Con el transcurso de los años, una de las invitadas comprendería que había sido testigo privilegiada de frases reveladoras de la cruel filosofía que animaba a la esposa de uno de los triunviros de la Junta Militar gobernante.
Denigrar el calvario de Evita, venerada por varias generaciones de argentinos, cuyos restos fueron vehículo de represalias, venganzas amenazas y tráficos de índole diversa durante casi veinte años, convalidaba la apropiación del cuerpo del adversario político, practicado con Eva Perón por las dictaduras militares precedentes, multiplicado por miles en el fenómeno de los desaparecidos, que atropelló la Argentina pisoteada por las botas de Videla.
Y pronunciando esas palabras, en ese lugar y fecha, apuntando a la muchacha que atendía la fiesta, la esposa del tirano añadía su profundo desprecio por la maternidad ajena, de la que hiciera gala el régimen militar de turno, ensañándose con una compatriota fruto del mestizaje, "los negros", como los estigmatiza la humillante jerga de las clases dominantes en Argentina.

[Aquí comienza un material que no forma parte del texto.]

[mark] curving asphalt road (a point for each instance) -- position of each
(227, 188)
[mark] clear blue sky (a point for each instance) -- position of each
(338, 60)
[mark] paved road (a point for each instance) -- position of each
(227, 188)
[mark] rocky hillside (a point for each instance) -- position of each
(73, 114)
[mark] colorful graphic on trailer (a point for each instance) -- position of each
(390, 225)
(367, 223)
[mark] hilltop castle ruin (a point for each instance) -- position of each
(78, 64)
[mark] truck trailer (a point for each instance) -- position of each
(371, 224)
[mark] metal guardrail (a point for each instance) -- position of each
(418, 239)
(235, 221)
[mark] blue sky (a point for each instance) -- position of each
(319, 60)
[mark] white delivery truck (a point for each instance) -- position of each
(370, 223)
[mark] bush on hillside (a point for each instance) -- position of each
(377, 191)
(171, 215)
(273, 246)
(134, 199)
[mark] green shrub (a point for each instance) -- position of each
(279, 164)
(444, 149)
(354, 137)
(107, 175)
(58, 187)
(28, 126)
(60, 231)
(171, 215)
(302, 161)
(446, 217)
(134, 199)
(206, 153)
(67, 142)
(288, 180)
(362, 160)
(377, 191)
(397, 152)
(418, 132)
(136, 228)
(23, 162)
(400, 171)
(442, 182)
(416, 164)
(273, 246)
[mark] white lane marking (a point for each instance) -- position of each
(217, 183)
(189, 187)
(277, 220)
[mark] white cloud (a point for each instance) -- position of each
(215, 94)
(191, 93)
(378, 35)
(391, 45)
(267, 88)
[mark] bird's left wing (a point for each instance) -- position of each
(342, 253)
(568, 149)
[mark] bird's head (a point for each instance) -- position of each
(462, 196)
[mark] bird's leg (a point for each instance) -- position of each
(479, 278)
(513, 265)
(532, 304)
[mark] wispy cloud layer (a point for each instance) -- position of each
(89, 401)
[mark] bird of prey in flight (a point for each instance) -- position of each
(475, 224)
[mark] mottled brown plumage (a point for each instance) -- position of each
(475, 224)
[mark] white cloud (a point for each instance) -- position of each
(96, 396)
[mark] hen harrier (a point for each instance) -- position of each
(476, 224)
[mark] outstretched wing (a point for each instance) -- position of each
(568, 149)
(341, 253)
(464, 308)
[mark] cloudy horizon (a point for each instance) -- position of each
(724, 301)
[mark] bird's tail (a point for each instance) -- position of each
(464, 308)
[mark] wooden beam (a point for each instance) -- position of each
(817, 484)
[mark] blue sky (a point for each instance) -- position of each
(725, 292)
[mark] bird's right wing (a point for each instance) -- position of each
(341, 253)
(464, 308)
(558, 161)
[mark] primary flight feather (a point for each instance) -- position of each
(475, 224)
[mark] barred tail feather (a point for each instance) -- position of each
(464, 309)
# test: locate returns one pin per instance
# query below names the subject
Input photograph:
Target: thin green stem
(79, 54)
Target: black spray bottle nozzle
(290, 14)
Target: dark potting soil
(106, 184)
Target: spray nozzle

Las dos anécdotas abrevaban en el origen humilde, tanto de Evita como de la sirvienta de los Videla. Confluían en disponer la propiedad de las personas oriundas de un sector político o social diferente, tenido por más débil y considerado inferior, susceptible, por su número, de cuestionar el poder de la élite gobernante de la que formaban parte Alicia Raquel Hartridge y sus amigas. Pero lo sucedido cobraba ribetes macabros porque acontecía a pocos metros de un centro ilegal de detención.
Tales mujeres y niños departían muy cerca de la maternidad clandestina que funcionó en el perímetro de Campo de Mayo, que abrigó uno de los principales campos de concentración en el que las Fuerzas Armadas implantaron su sistemático plan para adueñarse de unos 500 hijos de desaparecidos.
Campo de Mayo congrega el destacamento más numeroso del Ejército a unos 30 kilómetros de la Capital Federal. La dictadura comandada por el teniente general Videla, había implantado en su interior uno de los 340 centros ilegales de detención que operaran entre 1976 y 1983. Lo denominaron El Campito, "lugar de reunión de prisioneros", con dependencias aledañas para interrogatorios y torturas conocidas como La Casita. Allí funcionaba también el Hospital General 602, que en la actualidad lleva por nombre "Dr. Juan Madera".
Ahí tenían lugar los partos de la detenidas, cuyos hijos serían dados en adopción secreta a integrantes de las Fuerzas Armadas o al círculo de sus allegados, pasando a eliminar sin transición a sus verdaderos padres.
De momento se han reconstruido 182 casos, consiguiéndose la restitución de 71 de aquellos bebés a sus familias sanguíneas. Forman parte de los 15.000 desaparecidos que el Estado ha censado a lo largo de casi dos décadas desde que se recuperó la democracia, de los 30.000 que se calcula han sufrido ese trágico destino.